Willagee was created at the 1996 election from parts of Liberal-held Melville and Applecross in the north, both of which had been abolished, and solidly Labor Cockburn, which was pushed further to the south. The seat was no sure thing for Labor's star recruit at that election, ABC television current affairs presenter Alan Carpenter, but he secured an easy victory with a swing of 6.5%, and was further boosted by a favourable redistribution in 2005. Carpenter served as Premier from January 2006 until the election defeat of September 2008, then lingered as a back bencher for a year before resigning from parliament.

The resulting by-election was easily won for Labor by Peter Tinley, a former SAS officer and Iraq war veteran who had unsuccessfully contested the federal seat of Stirling in 2007. Tinley was initially a member of the Right faction, but was among those frozen out in a split caused by Ben Wyatt's abortive challenge to Eric Ripper's leadership in January 2011. The challenge was supported by Tinley and his allies but opposed by Joe Bullock, the powerful Shop Distributive and Allied Employees Association state secretary and later Senator. When support for Ripper fragmented a year later, Tinley was rated alongside Mark McGowan as a potential challenger from among the Right exiles, but ruled himself out on grounds of inexperience.

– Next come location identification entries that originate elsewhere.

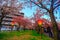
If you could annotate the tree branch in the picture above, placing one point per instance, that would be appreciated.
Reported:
(56, 6)
(40, 6)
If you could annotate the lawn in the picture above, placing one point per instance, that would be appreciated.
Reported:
(23, 35)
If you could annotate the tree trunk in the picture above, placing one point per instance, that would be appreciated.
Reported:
(55, 26)
(18, 28)
(11, 28)
(0, 28)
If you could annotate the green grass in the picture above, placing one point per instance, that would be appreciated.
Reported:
(23, 35)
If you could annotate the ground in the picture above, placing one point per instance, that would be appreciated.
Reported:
(23, 35)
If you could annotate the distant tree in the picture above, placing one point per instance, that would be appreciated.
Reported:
(50, 6)
(22, 21)
(8, 7)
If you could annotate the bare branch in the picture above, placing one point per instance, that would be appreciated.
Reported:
(40, 6)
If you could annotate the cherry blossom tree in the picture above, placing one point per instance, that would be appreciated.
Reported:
(9, 7)
(22, 21)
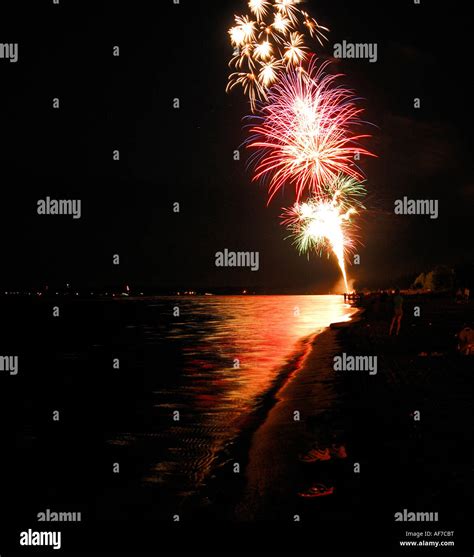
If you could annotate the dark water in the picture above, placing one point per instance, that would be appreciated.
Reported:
(231, 350)
(213, 363)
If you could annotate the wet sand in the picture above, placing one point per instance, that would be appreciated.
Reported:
(423, 466)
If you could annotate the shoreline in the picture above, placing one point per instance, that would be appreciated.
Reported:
(404, 463)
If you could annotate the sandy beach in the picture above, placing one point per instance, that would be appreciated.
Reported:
(369, 423)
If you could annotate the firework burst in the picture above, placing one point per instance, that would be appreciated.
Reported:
(303, 133)
(324, 222)
(275, 32)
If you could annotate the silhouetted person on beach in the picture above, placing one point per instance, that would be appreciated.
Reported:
(397, 311)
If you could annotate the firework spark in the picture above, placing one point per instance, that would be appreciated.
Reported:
(274, 31)
(304, 134)
(323, 223)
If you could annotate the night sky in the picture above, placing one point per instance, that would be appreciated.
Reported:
(186, 155)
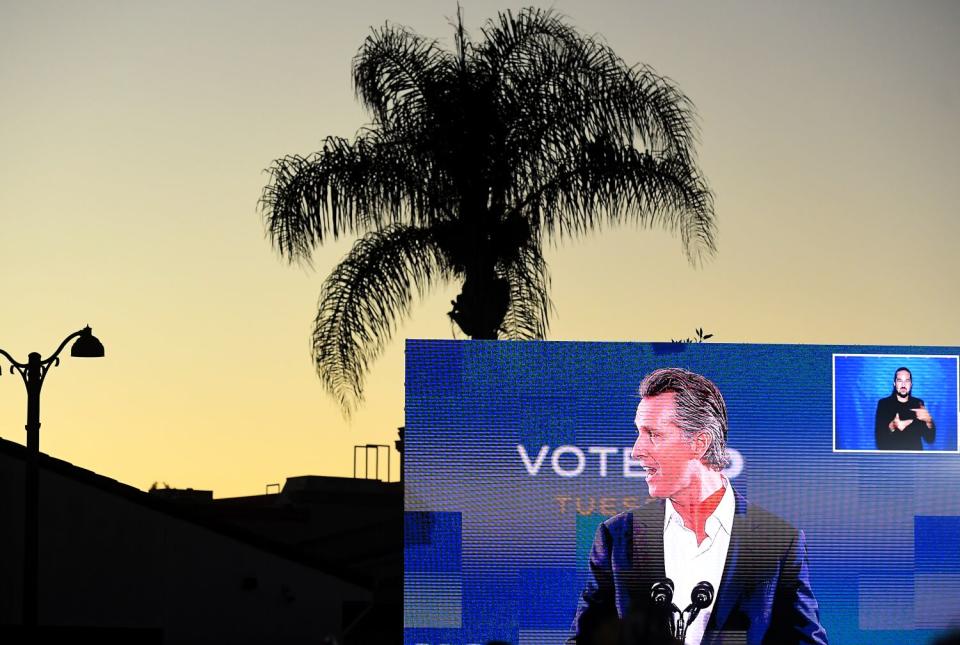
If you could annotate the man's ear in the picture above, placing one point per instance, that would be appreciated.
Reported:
(701, 444)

When McGowan took the leadership in January 2012, Tinley was elevated to the front bench in the planning, housing and local jobs portfolios, but he stood aside the following November after a company of which his wife was a director was placed in receivership. He was elected to Labor's state presidency in 2014, and returned to shadow cabinet in the science and trades portfolios in June 2015. Tinley was among five Labor MPs who were believed to have formed a core of caucus support for Stephen Smith's abortive leadership ambitions in early 2016.